Senate weakens milk bill Amendment would let retailers set prices @

March 14, 1997|By C. Fraser Smith | C. Fraser Smith,SUN STAFF

The Maryland Senate voted yesterday to substantially weaken a price support bill designed to make the Maryland milk industry competitive with Virginia and Pennsylvania, but which critics say is anti-consumer.

The bill would have allowed regulators to set minimum prices for milk at three levels -- farm, processor and retail. But the amendment passed yesterday would allow retailers to continue setting their own prices.

Opponents of the bill warned, during a lively debate, that if

minimum milk prices are permitted as proposed, the price of Buicks, potato chips, Ferragamo shoes -- any product at all -- could be regulated next by the state government.

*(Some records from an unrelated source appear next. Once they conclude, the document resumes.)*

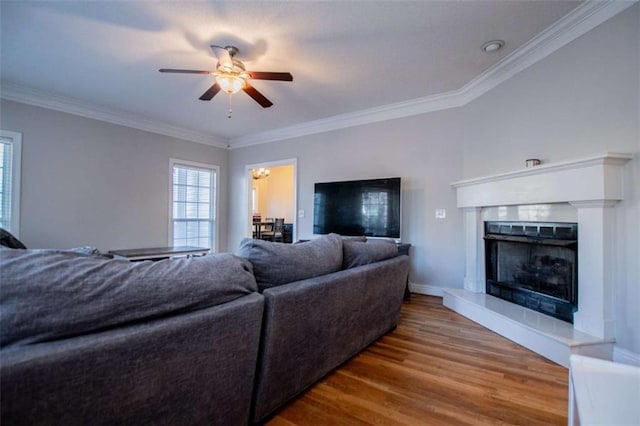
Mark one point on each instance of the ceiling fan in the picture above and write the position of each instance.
(231, 76)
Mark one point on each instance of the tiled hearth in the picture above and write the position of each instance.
(587, 191)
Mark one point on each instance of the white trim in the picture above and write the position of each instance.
(216, 199)
(16, 177)
(31, 96)
(286, 162)
(429, 290)
(625, 356)
(578, 22)
(608, 158)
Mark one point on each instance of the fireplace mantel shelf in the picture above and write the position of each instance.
(610, 158)
(590, 179)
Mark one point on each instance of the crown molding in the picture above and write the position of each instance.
(578, 22)
(386, 112)
(582, 19)
(28, 95)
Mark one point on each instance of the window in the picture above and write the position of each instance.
(10, 158)
(193, 204)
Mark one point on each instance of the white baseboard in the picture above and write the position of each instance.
(625, 356)
(429, 290)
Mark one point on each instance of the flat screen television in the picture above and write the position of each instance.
(358, 207)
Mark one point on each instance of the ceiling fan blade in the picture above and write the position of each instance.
(279, 76)
(210, 93)
(185, 71)
(257, 96)
(224, 58)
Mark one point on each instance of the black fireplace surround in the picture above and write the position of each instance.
(534, 264)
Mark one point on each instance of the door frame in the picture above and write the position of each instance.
(248, 207)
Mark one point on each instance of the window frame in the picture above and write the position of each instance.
(215, 198)
(16, 177)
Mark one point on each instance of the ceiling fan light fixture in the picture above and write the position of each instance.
(230, 83)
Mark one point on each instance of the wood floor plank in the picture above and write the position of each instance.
(436, 368)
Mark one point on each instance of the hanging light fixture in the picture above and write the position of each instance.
(230, 83)
(260, 173)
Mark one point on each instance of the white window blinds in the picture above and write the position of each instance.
(193, 205)
(10, 153)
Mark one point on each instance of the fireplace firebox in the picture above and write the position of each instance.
(534, 264)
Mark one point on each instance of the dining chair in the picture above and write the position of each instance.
(276, 234)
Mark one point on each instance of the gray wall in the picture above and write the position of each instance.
(425, 151)
(87, 182)
(580, 101)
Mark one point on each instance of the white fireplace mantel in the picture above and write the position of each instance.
(589, 179)
(592, 186)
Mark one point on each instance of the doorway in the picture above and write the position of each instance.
(272, 190)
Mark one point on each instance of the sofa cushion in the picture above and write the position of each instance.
(277, 263)
(357, 253)
(8, 240)
(52, 294)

Final consideration of the amended Senate bill, which faces an uncertain future, is expected to come Monday or Tuesday. A similar bill is scheduled to be heard today in the House of Delegates.

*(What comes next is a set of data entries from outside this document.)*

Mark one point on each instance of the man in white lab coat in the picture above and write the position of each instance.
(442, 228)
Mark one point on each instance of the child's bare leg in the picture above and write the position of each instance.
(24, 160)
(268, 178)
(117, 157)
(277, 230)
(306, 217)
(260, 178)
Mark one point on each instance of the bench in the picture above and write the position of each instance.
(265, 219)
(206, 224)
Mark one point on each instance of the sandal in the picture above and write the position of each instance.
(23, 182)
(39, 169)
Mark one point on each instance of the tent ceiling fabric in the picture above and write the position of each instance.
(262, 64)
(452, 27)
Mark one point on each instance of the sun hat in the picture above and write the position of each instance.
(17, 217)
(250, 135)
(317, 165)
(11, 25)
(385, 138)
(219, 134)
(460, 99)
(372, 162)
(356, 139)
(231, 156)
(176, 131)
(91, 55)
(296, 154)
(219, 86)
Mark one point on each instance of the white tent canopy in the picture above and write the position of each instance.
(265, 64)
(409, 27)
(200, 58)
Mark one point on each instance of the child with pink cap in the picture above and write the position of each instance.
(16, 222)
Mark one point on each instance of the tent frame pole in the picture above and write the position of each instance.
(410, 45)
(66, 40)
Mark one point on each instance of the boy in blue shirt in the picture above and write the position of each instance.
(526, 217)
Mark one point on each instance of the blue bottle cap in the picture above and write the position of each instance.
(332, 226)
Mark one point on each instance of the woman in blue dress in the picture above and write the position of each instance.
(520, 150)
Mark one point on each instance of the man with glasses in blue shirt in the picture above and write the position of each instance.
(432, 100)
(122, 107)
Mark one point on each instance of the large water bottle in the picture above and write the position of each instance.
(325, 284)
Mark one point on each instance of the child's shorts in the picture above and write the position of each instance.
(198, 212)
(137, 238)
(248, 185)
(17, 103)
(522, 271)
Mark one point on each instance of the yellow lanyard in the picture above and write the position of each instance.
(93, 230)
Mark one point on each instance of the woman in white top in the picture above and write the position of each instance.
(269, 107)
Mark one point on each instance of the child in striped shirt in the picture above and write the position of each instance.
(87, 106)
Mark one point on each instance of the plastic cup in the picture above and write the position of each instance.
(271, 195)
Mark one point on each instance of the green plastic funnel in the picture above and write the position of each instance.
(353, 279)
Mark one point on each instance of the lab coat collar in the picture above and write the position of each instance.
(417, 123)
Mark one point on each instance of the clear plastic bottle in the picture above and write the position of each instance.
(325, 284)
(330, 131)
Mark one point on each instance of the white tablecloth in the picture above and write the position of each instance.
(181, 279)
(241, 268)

Resisting the Senate amendment yesterday, the bill's prime sponsor, Sen. David R. Craig, R-Harford, called the original proposal a three-legged regulatory stool. The amendment would remove the retail leg, but still allow the agriculture secretary to set minimum prices for the raw milk farmers sell and the processed product sold to stores.

"I'll take a half-gallon if I can't get the whole gallon," said Craig, who said he will try to secure the handful of votes he still needs by the time the bill is considered for final passage.

"It's clearly a gutting amendment, designed to save retailers from having to disclose to the public what the true cost of milk is," said Gerard E. Evans, a lobbyist representing dairy farming interests. Retailers, he said, "can slip across state lines and bring cheap milk back outside the ambit of both Maryland and Pennsylvania law."

"That would be OK if they passed the savings on to the consumers, but we have the highest milk prices on the Eastern seaboard."

Evans' lobbying opponent, Alan M. Rifkin, applauded yesterday's action. He represents a number of retailers, including Giant Food, that would be able to continue to set prices if yesterday's amendment were to become law.

"The senators who voted for it clearly recognized how unusual it would have been and how costly. The amendment helps to make a very bad bill somewhat better, but not so much better that it should become law," he said.

Craig said the amended bill would not prevent Maryland retailers from buying "excess" milk from Pennsylvania or Virginia and selling it at the prices they usually charge in Maryland, widening the profit margins. Producers in those states, where price is regulated, have been "dumping" milk at below-production costs to grab new customers in Maryland.

During the lengthy debate on the bill, senators offered a wide range of views. Some said it was an anti-consumer bill unless amended; some said the amendment had to be defeated to save Maryland dairy farmers and consumers, and one said the debate was so confusing the Senate should stand pat.

"If you're barefoot and in the woods and you hear the sound of a rattlesnake," said Sen. Clarence W. Blount, D-Baltimore, "stand still and listen before you move, or you may move the wrong way."

Sen. Robert R. Neall, an Anne Arundel Republican who proposed the amendment, said retailers could not elect to be the "Jack Luskin of milk" as "the cheapest guy in town," if they could not sell below a minimum price established by the agriculture secretary.

Such a milk seller exists, according to Sen. George W. Della. He said a grocer in his Baltimore neighborhood doing business as "Bucky's" had grown from one to 11 stores by advertising "the cheapest milk in town." This bill, he said, "would force Bucky Lynch to take his sign down."

The legislation springs from the deliberations of a task force appointed to study the declining Maryland milk industry.